# Help regarding UVA Question-The Lottery

Problem-Getting TLE

My approach-Calculated LCM of all numbers and tried to find numbers upto that lcm which are not divisible by it and accordingly finding uptil n as a cycle is repeated and remaining are separately counted.

My searches on google-Checked it on github as people have posted solutions there also checked a online forum where this question was discussed. By looking them they have checked j uptil 1<<m and checking for all array values of 1<<i (where i is the index of array) that if j&(1<<i) !=0 execute it.

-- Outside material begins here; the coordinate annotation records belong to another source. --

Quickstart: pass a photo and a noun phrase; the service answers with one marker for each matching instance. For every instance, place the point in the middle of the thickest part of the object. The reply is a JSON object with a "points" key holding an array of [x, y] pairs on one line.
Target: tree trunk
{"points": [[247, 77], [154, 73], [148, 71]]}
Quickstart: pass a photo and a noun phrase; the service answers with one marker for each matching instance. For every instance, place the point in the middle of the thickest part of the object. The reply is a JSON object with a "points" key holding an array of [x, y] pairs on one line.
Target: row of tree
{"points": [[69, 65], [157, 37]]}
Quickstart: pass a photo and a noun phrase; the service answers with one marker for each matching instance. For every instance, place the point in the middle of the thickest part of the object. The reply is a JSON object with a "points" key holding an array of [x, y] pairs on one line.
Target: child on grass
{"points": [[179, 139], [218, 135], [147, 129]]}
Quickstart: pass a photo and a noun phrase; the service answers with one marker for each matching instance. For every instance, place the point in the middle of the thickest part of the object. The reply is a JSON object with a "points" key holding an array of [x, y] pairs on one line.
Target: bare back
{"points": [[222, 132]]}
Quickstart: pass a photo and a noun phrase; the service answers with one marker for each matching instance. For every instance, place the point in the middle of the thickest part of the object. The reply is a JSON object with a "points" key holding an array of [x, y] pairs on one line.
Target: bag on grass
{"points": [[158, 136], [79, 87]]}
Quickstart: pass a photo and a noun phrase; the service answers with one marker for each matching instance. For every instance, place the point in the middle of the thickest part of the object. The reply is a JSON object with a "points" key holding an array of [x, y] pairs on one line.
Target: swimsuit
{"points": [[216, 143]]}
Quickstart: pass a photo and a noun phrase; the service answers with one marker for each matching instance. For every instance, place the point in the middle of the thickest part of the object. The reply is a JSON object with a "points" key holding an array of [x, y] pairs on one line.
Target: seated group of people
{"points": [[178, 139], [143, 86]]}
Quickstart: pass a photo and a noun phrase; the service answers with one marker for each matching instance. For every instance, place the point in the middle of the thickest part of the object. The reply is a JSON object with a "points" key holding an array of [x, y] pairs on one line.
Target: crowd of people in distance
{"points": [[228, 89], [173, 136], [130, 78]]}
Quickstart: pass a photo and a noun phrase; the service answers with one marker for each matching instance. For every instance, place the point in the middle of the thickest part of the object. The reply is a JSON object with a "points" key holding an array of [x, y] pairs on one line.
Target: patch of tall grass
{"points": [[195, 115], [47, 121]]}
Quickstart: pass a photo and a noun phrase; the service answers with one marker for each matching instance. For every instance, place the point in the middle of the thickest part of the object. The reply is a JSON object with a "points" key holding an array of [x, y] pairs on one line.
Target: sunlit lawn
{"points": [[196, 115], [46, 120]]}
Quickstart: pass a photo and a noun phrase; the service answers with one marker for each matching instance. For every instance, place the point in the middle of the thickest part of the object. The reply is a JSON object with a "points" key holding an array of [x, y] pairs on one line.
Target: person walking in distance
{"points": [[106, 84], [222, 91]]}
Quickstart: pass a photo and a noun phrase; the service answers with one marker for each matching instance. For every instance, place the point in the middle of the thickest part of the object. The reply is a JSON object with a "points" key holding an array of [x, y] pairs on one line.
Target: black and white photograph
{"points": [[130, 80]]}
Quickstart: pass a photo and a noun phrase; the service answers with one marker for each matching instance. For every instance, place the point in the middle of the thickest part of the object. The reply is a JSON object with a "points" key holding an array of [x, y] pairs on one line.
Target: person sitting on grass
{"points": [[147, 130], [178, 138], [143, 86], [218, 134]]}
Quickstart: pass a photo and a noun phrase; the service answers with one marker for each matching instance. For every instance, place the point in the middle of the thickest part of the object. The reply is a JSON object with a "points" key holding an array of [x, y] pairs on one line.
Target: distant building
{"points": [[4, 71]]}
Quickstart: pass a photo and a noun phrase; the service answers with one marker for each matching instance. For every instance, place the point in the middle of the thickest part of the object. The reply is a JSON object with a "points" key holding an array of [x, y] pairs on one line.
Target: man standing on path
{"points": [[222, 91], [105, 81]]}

My question-Why the above process was done. What does this -j&(1<<i) !=0 achieve. Any other way would also be appreciated. Please guys if anybody could explain this would be highly helpful

the above process is based on inclusion exclusion principle

1 Like

Say F(X) → Number multiples of X which are less than N. It’s trivial to see that F(X)=\displaystyle \frac{N}{X}
A_i → Set of all subsequences of size i. So if you apply exclusion-inclusion the problem boils down to finding the following summation.

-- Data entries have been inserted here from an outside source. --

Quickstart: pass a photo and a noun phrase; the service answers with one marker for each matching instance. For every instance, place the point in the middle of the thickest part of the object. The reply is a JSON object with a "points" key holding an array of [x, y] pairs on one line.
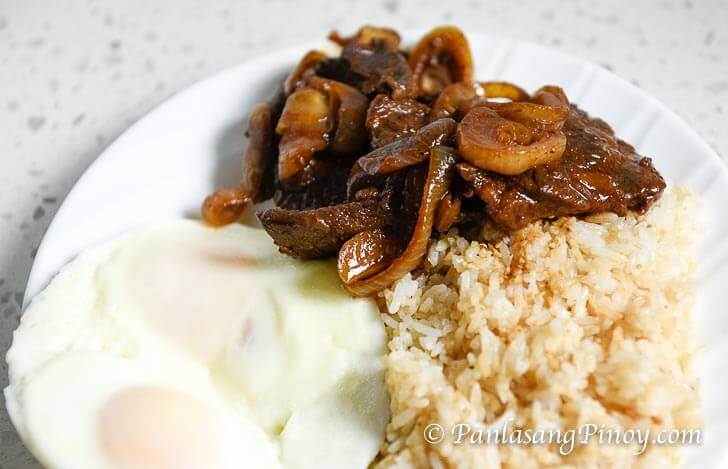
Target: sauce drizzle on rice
{"points": [[560, 324]]}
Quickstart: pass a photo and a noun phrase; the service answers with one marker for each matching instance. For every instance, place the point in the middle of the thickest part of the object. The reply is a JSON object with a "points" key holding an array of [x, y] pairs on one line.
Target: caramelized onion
{"points": [[547, 110], [304, 128], [446, 47], [227, 205], [489, 141], [447, 212], [439, 176], [368, 35], [308, 62], [367, 253], [350, 107], [457, 99], [400, 154]]}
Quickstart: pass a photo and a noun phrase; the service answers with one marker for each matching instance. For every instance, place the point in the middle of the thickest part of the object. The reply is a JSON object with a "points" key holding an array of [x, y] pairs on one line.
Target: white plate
{"points": [[165, 164]]}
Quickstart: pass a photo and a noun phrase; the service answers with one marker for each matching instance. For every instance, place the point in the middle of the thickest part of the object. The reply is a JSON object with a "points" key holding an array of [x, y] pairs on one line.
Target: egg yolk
{"points": [[158, 428]]}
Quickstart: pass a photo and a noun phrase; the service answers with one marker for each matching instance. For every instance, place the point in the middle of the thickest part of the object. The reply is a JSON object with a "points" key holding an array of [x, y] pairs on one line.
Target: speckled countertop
{"points": [[74, 74]]}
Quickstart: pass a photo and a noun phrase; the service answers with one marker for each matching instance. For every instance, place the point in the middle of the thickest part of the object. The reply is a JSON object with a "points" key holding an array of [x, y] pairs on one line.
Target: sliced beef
{"points": [[597, 173], [308, 234], [374, 68], [321, 183], [400, 154], [389, 120]]}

A=\sum_{i=1}^M\sum_{S \in A_i}\sum_{j \in S}(-1)^{i+1}F(j) \\ A=\sum_{i=1}^M\sum_{S \in A_i}\sum_{j \in S}(-1)^{i+1}\frac{N}{j}

And given the small constraints, you can naively evaluate it in \mathcal{O}(M\times2^M \log A_{max})

CODE
#include "bits/stdc++.h"
#define int long long
using namespace std ;
int lcm(int x,int y){
return (x*y)/__gcd(x,y) ;
}
int n,m ;
void solve(){
cin >> m  ;
vector<int>a(m) ;
for(int &x:a)
cin >> x  ;
int ans =0 ;
for(int i=0;i<(1<<m);i++){
int j=0,b=0,c=i,l=1 ;
while(c){
if(c&1)
b++,l=lcm(l,a[j]) ;
c>>=1 ;j++ ;
}
ans+=n/l*(b&1?-1:1) ;
}
cout << ans << '\n' ;
}
signed main(){
while(cin>>n)
solve() ;
}



PS: Is this the worst online judge of all time?

1 Like

Thanks a lot both of you. Now the solution has become clear. Thanks

Could you please explain what exactly is (int b) counting and checking for? Thankyou!